Knight continues: “COVID has shifted consumer behaviour overnight. Perhaps more importantly it has shone a light on the shortcuts and short-termism over the past decade. We’ve increasingly relied on clunky metrics and measurements, become hooked on price over value and in the pursuit of profit have perhaps forgotten our duty to our consumers.”
He advises advertisers to get back to their audiences – to know them inside out and to “respect” them, to pick up on positive behavioural cues rather than relying on unsophisticated CRM strategies.
It is about the symbiotic relationship between loyalty and ambition rather than siloed strategies, across channels including online advertising’s PPC, display, social advertising and remarketing, and CRM through email, SMS and direct mail.
Knight gives an example of a brand wanting to retarget through social advertising. “Too often it will just retarget everyone on their website – and that’s one of the biggest areas of junk in our advertising ecosystem.”
“A marketer should ask: why has that person been on the website and what did they do? Did they spend a few minutes browsing, did they add something to their baskets, did they checkout?”
Intent is the key. “If someone has added to a basket but not checked out, that’s a sign of interest. If they did buy the product, why waste your ad dollars retargeting them with that very same product for the next few weeks or months? There is a lot of wasted noise and money in digital advertising – and there’s no need to be.”
He urges marketers to consider their current audience bases regardless of whether they are customers or prospects and then push that information through to each of the teams and ensure the advertising is tailored to the person.

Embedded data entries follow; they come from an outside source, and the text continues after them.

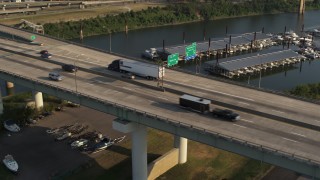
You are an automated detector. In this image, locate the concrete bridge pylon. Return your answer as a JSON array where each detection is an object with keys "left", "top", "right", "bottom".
[{"left": 299, "top": 0, "right": 306, "bottom": 14}]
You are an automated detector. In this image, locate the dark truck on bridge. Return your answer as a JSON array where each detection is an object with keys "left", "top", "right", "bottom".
[
  {"left": 179, "top": 94, "right": 240, "bottom": 121},
  {"left": 179, "top": 94, "right": 211, "bottom": 113},
  {"left": 211, "top": 108, "right": 240, "bottom": 121},
  {"left": 108, "top": 59, "right": 165, "bottom": 79}
]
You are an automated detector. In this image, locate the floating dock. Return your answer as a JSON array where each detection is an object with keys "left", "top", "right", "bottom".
[
  {"left": 205, "top": 49, "right": 306, "bottom": 78},
  {"left": 156, "top": 32, "right": 275, "bottom": 60}
]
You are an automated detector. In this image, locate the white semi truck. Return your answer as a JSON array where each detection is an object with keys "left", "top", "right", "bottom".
[{"left": 108, "top": 59, "right": 165, "bottom": 79}]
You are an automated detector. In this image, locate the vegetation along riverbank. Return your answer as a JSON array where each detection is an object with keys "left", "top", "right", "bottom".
[{"left": 44, "top": 0, "right": 320, "bottom": 39}]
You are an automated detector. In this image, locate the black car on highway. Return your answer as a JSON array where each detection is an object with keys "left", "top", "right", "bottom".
[{"left": 61, "top": 64, "right": 78, "bottom": 72}]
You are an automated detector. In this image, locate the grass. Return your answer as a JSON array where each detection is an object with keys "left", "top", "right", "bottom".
[
  {"left": 0, "top": 3, "right": 165, "bottom": 25},
  {"left": 66, "top": 129, "right": 271, "bottom": 180}
]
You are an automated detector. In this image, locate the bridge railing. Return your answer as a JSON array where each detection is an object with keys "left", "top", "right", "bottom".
[{"left": 0, "top": 70, "right": 320, "bottom": 167}]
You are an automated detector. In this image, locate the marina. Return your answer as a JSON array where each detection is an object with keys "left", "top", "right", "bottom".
[
  {"left": 151, "top": 32, "right": 276, "bottom": 61},
  {"left": 205, "top": 49, "right": 306, "bottom": 78}
]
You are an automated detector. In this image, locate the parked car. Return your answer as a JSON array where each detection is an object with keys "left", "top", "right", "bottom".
[
  {"left": 55, "top": 131, "right": 71, "bottom": 141},
  {"left": 2, "top": 154, "right": 19, "bottom": 173},
  {"left": 121, "top": 73, "right": 135, "bottom": 79},
  {"left": 61, "top": 64, "right": 78, "bottom": 72},
  {"left": 67, "top": 101, "right": 80, "bottom": 107},
  {"left": 40, "top": 50, "right": 49, "bottom": 54},
  {"left": 3, "top": 120, "right": 20, "bottom": 132},
  {"left": 49, "top": 72, "right": 63, "bottom": 81},
  {"left": 41, "top": 53, "right": 52, "bottom": 59}
]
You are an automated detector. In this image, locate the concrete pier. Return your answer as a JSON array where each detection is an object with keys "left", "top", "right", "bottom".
[
  {"left": 132, "top": 125, "right": 148, "bottom": 180},
  {"left": 6, "top": 81, "right": 14, "bottom": 96},
  {"left": 174, "top": 136, "right": 188, "bottom": 164},
  {"left": 33, "top": 91, "right": 43, "bottom": 110},
  {"left": 0, "top": 87, "right": 3, "bottom": 115},
  {"left": 299, "top": 0, "right": 305, "bottom": 14},
  {"left": 112, "top": 119, "right": 148, "bottom": 180}
]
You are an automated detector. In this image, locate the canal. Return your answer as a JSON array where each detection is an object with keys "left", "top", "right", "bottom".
[
  {"left": 73, "top": 10, "right": 320, "bottom": 91},
  {"left": 0, "top": 10, "right": 320, "bottom": 94}
]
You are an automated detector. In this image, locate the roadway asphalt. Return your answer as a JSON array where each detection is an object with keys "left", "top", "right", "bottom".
[
  {"left": 0, "top": 45, "right": 320, "bottom": 166},
  {"left": 0, "top": 27, "right": 320, "bottom": 174},
  {"left": 0, "top": 107, "right": 125, "bottom": 180}
]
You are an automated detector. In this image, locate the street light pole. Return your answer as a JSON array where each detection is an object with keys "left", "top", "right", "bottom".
[
  {"left": 74, "top": 61, "right": 78, "bottom": 94},
  {"left": 109, "top": 32, "right": 111, "bottom": 52}
]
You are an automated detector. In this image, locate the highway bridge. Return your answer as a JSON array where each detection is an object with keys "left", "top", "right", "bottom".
[{"left": 0, "top": 26, "right": 320, "bottom": 179}]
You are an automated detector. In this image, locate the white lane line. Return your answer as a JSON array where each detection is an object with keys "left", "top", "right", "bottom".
[
  {"left": 291, "top": 132, "right": 306, "bottom": 137},
  {"left": 240, "top": 119, "right": 253, "bottom": 123},
  {"left": 282, "top": 137, "right": 298, "bottom": 142},
  {"left": 167, "top": 80, "right": 254, "bottom": 101},
  {"left": 271, "top": 110, "right": 285, "bottom": 113},
  {"left": 157, "top": 96, "right": 168, "bottom": 100},
  {"left": 233, "top": 124, "right": 247, "bottom": 128},
  {"left": 122, "top": 87, "right": 132, "bottom": 91},
  {"left": 239, "top": 102, "right": 250, "bottom": 106}
]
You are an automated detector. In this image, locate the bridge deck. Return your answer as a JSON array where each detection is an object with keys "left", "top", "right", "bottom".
[{"left": 0, "top": 26, "right": 320, "bottom": 177}]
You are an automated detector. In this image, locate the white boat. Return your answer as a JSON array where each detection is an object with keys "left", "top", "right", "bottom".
[
  {"left": 56, "top": 131, "right": 71, "bottom": 141},
  {"left": 3, "top": 120, "right": 20, "bottom": 132},
  {"left": 2, "top": 154, "right": 19, "bottom": 173},
  {"left": 142, "top": 48, "right": 159, "bottom": 60},
  {"left": 71, "top": 139, "right": 89, "bottom": 148}
]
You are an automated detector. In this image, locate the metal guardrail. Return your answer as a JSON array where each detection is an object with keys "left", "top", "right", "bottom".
[{"left": 0, "top": 70, "right": 320, "bottom": 167}]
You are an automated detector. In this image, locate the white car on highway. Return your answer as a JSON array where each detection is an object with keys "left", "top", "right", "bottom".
[{"left": 71, "top": 139, "right": 88, "bottom": 148}]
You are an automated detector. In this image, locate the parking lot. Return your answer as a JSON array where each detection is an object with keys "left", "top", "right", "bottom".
[{"left": 0, "top": 107, "right": 129, "bottom": 180}]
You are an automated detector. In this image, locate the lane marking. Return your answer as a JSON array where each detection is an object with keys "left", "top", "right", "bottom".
[
  {"left": 271, "top": 109, "right": 285, "bottom": 113},
  {"left": 157, "top": 96, "right": 169, "bottom": 101},
  {"left": 233, "top": 124, "right": 247, "bottom": 128},
  {"left": 282, "top": 137, "right": 298, "bottom": 142},
  {"left": 240, "top": 119, "right": 253, "bottom": 123},
  {"left": 167, "top": 80, "right": 254, "bottom": 101},
  {"left": 239, "top": 102, "right": 250, "bottom": 106},
  {"left": 122, "top": 87, "right": 132, "bottom": 91},
  {"left": 291, "top": 132, "right": 306, "bottom": 137}
]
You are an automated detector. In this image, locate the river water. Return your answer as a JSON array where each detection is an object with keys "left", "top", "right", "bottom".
[
  {"left": 74, "top": 10, "right": 320, "bottom": 91},
  {"left": 1, "top": 10, "right": 320, "bottom": 96}
]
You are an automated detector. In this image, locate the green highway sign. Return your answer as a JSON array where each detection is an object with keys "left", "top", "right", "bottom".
[
  {"left": 168, "top": 53, "right": 179, "bottom": 67},
  {"left": 30, "top": 35, "right": 36, "bottom": 41},
  {"left": 185, "top": 42, "right": 197, "bottom": 60}
]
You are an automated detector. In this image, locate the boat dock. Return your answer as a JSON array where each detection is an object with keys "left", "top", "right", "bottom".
[
  {"left": 205, "top": 49, "right": 306, "bottom": 78},
  {"left": 156, "top": 32, "right": 275, "bottom": 60}
]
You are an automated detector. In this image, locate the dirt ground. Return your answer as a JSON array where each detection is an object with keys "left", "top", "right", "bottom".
[{"left": 0, "top": 107, "right": 129, "bottom": 180}]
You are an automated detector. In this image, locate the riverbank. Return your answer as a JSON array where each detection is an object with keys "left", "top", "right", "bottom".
[{"left": 40, "top": 1, "right": 320, "bottom": 39}]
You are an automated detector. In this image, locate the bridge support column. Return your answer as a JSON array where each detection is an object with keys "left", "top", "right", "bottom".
[
  {"left": 299, "top": 0, "right": 305, "bottom": 14},
  {"left": 112, "top": 119, "right": 148, "bottom": 180},
  {"left": 6, "top": 81, "right": 14, "bottom": 96},
  {"left": 0, "top": 87, "right": 3, "bottom": 115},
  {"left": 33, "top": 91, "right": 43, "bottom": 110},
  {"left": 174, "top": 136, "right": 188, "bottom": 164}
]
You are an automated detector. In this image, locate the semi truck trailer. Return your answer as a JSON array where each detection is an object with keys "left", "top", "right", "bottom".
[
  {"left": 108, "top": 59, "right": 165, "bottom": 79},
  {"left": 179, "top": 94, "right": 240, "bottom": 122}
]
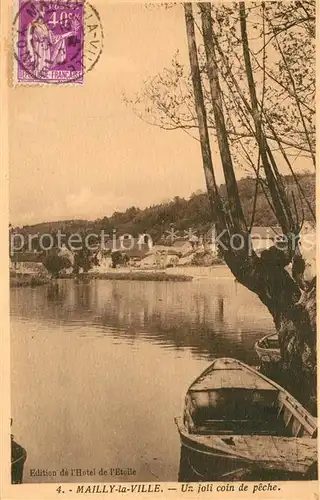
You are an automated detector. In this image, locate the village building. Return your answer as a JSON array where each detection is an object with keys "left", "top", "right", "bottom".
[{"left": 10, "top": 252, "right": 48, "bottom": 276}]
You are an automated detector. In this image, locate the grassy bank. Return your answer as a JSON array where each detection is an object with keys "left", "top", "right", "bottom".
[
  {"left": 10, "top": 274, "right": 49, "bottom": 288},
  {"left": 61, "top": 271, "right": 193, "bottom": 281}
]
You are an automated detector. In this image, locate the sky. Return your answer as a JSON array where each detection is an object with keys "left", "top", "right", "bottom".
[{"left": 9, "top": 0, "right": 312, "bottom": 225}]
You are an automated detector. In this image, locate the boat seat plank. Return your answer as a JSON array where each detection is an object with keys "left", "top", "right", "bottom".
[{"left": 197, "top": 434, "right": 317, "bottom": 473}]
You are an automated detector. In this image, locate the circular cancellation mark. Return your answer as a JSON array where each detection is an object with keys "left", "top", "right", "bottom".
[{"left": 13, "top": 0, "right": 103, "bottom": 84}]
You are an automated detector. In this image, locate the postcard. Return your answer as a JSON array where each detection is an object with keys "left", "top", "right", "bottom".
[{"left": 1, "top": 0, "right": 319, "bottom": 500}]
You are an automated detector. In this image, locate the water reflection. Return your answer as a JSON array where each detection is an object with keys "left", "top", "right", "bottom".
[
  {"left": 12, "top": 279, "right": 272, "bottom": 361},
  {"left": 11, "top": 279, "right": 272, "bottom": 482}
]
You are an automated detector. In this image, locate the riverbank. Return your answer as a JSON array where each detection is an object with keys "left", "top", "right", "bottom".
[
  {"left": 10, "top": 265, "right": 232, "bottom": 288},
  {"left": 10, "top": 274, "right": 50, "bottom": 288},
  {"left": 67, "top": 270, "right": 193, "bottom": 281}
]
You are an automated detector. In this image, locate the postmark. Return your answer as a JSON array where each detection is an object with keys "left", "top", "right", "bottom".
[{"left": 13, "top": 0, "right": 103, "bottom": 84}]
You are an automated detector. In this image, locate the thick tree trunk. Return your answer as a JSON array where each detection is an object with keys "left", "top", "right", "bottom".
[{"left": 184, "top": 3, "right": 316, "bottom": 411}]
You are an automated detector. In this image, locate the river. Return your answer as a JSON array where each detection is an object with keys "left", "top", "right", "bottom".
[{"left": 11, "top": 269, "right": 273, "bottom": 483}]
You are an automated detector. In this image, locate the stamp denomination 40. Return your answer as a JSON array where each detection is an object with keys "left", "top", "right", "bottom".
[{"left": 14, "top": 0, "right": 103, "bottom": 84}]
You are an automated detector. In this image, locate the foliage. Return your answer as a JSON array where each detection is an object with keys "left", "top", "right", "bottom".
[
  {"left": 15, "top": 173, "right": 315, "bottom": 249},
  {"left": 125, "top": 0, "right": 315, "bottom": 171},
  {"left": 73, "top": 247, "right": 98, "bottom": 274}
]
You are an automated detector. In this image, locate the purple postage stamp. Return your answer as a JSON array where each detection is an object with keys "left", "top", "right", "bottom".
[{"left": 14, "top": 0, "right": 103, "bottom": 84}]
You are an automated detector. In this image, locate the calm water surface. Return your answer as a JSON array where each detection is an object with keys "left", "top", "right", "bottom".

“It’s especially important at a time when third-party tracking cookies are crumbling,” Knight continues. “ First-party data is only going to grow in importance – consider how much more effective it is to target a customer who is in your email database, who has given you their mobile number, than an anonymous browser.”
Soon advertisers will be unable to carry out any retargeting based on website traffic because of stauncher regulations and continuous browser changes but anonymous does not always mean unknown. Advertisers, agencies and the ecosystem at large are having to change but Knight sees this as a positive – a chance for the industry to focus on people over pixels.
And that starts with knowing your audience – a base to help practitioners find lookalikes that are likely to convert.
He believes that personalisation has been something of a myth in the industry for some time – that hallowed one-to-one communication, but that the solution is more nuanced than that. When targeting works is when it improves the experience – for instance, tailored content on the BBC, or a retailer that knows what you browsed last and surfaces an experience based on that.
It’s how brands can ensure that they not only acquire customers but retain them. Bought the scarf – how about a hat, or a jumper too? You’ve bought the car, but how about a roof rack? Having holidayed in Bali several years ago you might be interested in a Covid-compliant SE Asian destination for your next vacation.
Concludes Knight: “Care about your customers and what they want next and they’ll care more about you.”